A professor at the University of Florida for more than 30 years, Dr. William Carr studied the feeding behavior of marine species and researched the chemical substances fish use to detect their prey. He founded Carr Specialty Baits in 2001 and began producing Fishbites, an alternative to natural bait.
"Fishbites don't contain pheromones, nor does our product contain any fisheries oils, extracts or tissues. While I understand the principles at work in using pheromones to get fish excited, I'm not sure pheromones excite fish to feed, but rather, they excite them to breed," says Michael Carr, vice president of marketing.
Releasing chemical signals that lead predators to their next meal, Fishbites create a trail of feeding stimulants that persuade fish to find and eat the bait. A mesh backing helps the bait stay on a hook as it slowly dissolves; anglers usually have to refresh baits every 15 to 30 minutes (if they don't get any bites).

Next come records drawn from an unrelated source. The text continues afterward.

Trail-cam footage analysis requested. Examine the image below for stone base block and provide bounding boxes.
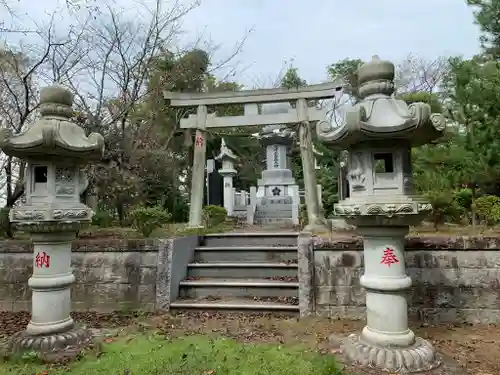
[330,334,441,374]
[4,327,93,362]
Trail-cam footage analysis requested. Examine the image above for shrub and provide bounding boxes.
[92,210,114,228]
[130,207,170,237]
[454,189,472,211]
[475,195,500,225]
[426,191,462,230]
[203,205,227,227]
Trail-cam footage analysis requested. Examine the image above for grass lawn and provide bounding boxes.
[0,334,341,375]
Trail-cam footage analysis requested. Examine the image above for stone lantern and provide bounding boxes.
[215,138,238,216]
[0,85,104,352]
[317,56,445,373]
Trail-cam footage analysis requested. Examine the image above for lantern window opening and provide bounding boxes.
[373,152,394,174]
[33,165,48,184]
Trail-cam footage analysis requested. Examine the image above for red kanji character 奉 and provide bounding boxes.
[380,248,399,267]
[194,135,203,147]
[35,251,50,268]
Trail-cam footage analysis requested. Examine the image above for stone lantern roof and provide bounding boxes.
[215,138,238,161]
[0,85,104,162]
[257,103,295,146]
[316,56,446,149]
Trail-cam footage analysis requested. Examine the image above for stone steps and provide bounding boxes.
[188,262,297,279]
[194,245,297,263]
[179,278,299,298]
[170,298,299,315]
[170,232,299,313]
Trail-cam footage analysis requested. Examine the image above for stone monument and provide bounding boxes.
[215,138,238,216]
[317,56,445,373]
[255,103,300,225]
[0,86,104,353]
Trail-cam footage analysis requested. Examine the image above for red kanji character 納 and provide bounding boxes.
[380,248,399,267]
[194,135,203,147]
[35,251,50,268]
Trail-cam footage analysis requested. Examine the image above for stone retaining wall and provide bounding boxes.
[0,237,198,312]
[299,237,500,323]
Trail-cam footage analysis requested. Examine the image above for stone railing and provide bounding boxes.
[0,236,198,312]
[298,234,500,323]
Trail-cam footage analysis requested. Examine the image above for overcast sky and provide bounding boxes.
[7,0,478,86]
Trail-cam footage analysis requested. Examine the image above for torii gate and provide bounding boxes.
[164,82,344,231]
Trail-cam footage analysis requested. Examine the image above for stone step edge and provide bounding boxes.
[204,232,299,238]
[170,302,300,312]
[188,262,298,269]
[179,279,299,289]
[194,246,297,251]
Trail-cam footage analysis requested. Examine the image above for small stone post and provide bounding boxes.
[0,86,104,352]
[215,138,238,216]
[318,56,446,373]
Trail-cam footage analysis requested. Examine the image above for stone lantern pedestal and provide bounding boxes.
[0,86,104,353]
[317,56,445,373]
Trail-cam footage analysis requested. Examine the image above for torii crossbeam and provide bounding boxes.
[164,81,344,230]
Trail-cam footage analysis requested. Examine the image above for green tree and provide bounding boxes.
[466,0,500,57]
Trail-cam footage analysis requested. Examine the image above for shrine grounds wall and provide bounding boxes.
[0,236,198,312]
[298,234,500,324]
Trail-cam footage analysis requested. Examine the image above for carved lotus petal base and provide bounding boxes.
[341,335,441,374]
[5,327,93,359]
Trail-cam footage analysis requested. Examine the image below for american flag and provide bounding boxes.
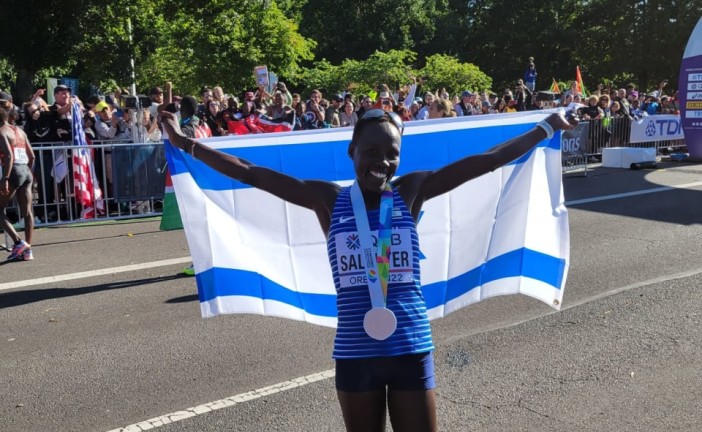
[71,103,105,218]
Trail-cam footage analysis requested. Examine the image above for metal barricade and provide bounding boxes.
[6,140,166,229]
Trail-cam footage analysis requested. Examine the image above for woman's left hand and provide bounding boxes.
[546,113,578,131]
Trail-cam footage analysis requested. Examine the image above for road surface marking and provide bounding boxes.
[109,369,334,432]
[0,257,192,291]
[565,182,702,206]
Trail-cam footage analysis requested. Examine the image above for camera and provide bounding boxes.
[120,95,151,109]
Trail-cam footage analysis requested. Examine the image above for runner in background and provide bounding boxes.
[0,104,34,261]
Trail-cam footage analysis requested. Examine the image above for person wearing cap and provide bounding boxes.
[324,94,344,127]
[356,96,373,119]
[149,86,163,118]
[524,57,538,92]
[417,92,435,120]
[49,84,73,142]
[373,90,395,111]
[612,88,638,116]
[453,90,473,117]
[306,89,325,129]
[275,81,294,108]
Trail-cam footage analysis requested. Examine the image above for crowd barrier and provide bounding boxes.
[0,113,685,229]
[6,141,166,235]
[586,118,685,157]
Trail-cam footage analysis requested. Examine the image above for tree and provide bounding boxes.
[301,0,443,64]
[0,0,87,101]
[421,54,492,94]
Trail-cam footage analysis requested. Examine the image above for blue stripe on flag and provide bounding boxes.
[196,267,336,317]
[197,248,566,317]
[166,120,560,190]
[422,248,566,309]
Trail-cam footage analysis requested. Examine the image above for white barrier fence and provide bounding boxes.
[6,141,166,228]
[0,115,685,233]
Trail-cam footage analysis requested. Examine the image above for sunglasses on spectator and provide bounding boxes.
[359,108,405,135]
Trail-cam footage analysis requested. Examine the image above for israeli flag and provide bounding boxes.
[166,112,569,327]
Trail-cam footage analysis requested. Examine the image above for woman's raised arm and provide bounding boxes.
[161,111,339,213]
[415,113,577,205]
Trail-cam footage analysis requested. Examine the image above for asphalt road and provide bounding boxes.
[0,163,702,432]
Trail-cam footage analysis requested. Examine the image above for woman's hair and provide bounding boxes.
[205,99,222,116]
[432,98,453,117]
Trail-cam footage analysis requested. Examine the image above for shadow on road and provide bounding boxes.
[0,274,184,309]
[563,162,702,225]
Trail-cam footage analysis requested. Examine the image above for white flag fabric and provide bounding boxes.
[166,112,569,327]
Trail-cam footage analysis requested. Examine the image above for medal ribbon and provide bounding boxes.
[351,181,393,308]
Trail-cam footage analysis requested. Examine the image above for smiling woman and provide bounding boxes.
[161,109,573,431]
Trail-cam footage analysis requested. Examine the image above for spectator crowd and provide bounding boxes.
[0,58,679,224]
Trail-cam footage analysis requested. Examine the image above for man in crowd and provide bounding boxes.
[417,92,434,120]
[453,90,474,117]
[324,95,344,127]
[149,87,163,118]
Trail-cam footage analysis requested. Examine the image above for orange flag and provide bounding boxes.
[575,66,587,97]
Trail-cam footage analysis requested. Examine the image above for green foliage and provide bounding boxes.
[0,57,17,90]
[301,0,443,64]
[304,50,417,94]
[0,0,702,95]
[421,54,492,95]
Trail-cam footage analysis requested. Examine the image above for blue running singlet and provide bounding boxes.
[327,187,434,359]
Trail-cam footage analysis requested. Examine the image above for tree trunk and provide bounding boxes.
[12,68,36,107]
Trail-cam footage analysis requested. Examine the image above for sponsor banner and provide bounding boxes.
[561,122,590,160]
[678,18,702,158]
[630,114,685,143]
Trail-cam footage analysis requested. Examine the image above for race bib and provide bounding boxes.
[334,228,413,288]
[13,147,29,165]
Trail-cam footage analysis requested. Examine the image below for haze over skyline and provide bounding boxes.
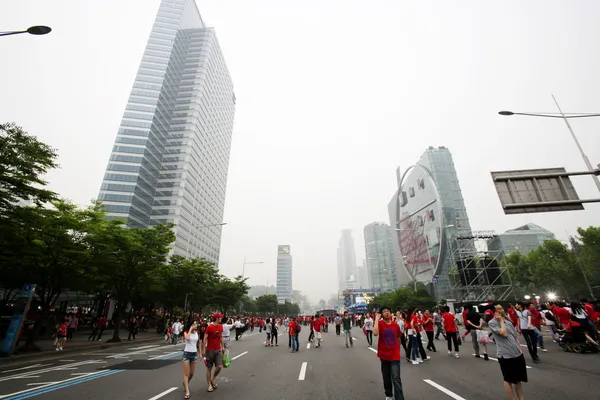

For situations when cut bait or soft plastics won't do, manufacturers offer ways to add chemical attractants to hard lures. Eagle Claw's Nitro Gravy comes in liquid form for splashing on artificials, while Nitro Grease, a thicker substance, smears on but won't hamper lure action. Both contain Factor X2, a proprietary formula that triggers a feeding response and encourages fish to hold on to a lure after the strike.
Mustad also packages Activate in aerosol spray cans and as a gel. "The gel adheres to hard lures such as spoons and plugs," Pierce says. "The aerosol contains glitter fleck so you can see when it washes off. I apply it to hard topwater lures about every 10 casts, and about every 20 to bucktail jigs since the hair holds the scent longer."
Mark Nichols of D.O.A. Lures spends at least 200 days per year on the water researching and testing his products, and he names squid and shrimp as "two magic smells that drive fish crazy." Although Nichols stresses the importance of lure presentation and action in eliciting strikes when using artificials, he adds flavor (oil pressed from farm-raised shrimp and krill) to his products.
"We mix the oil with the plastic before shooting it into the mold," he says. "Plastic is actually a kind of oil, so we should perceive soft-plastic baits as a liquid. As long as the liquid - the plastic lure - remains in the water, it releases scent from the shrimp oil."
Nichols has observed bonefish inhale D.O.A. Shrimp and swim off without spitting them. "I've seen trout and snook pick up lures lying dead on the bottom, so our baits have enough scent and flavor to prevent fish from dropping them after sucking them in," he says.
Whether spiked with natural products or chemical substances, flavored artificials often convince fish to hold baits longer and increase an angler's chances of scoring solid hookups. Some folks call this an unfair advantage, while others see it as a way of enjoying a fun, successful day on the water.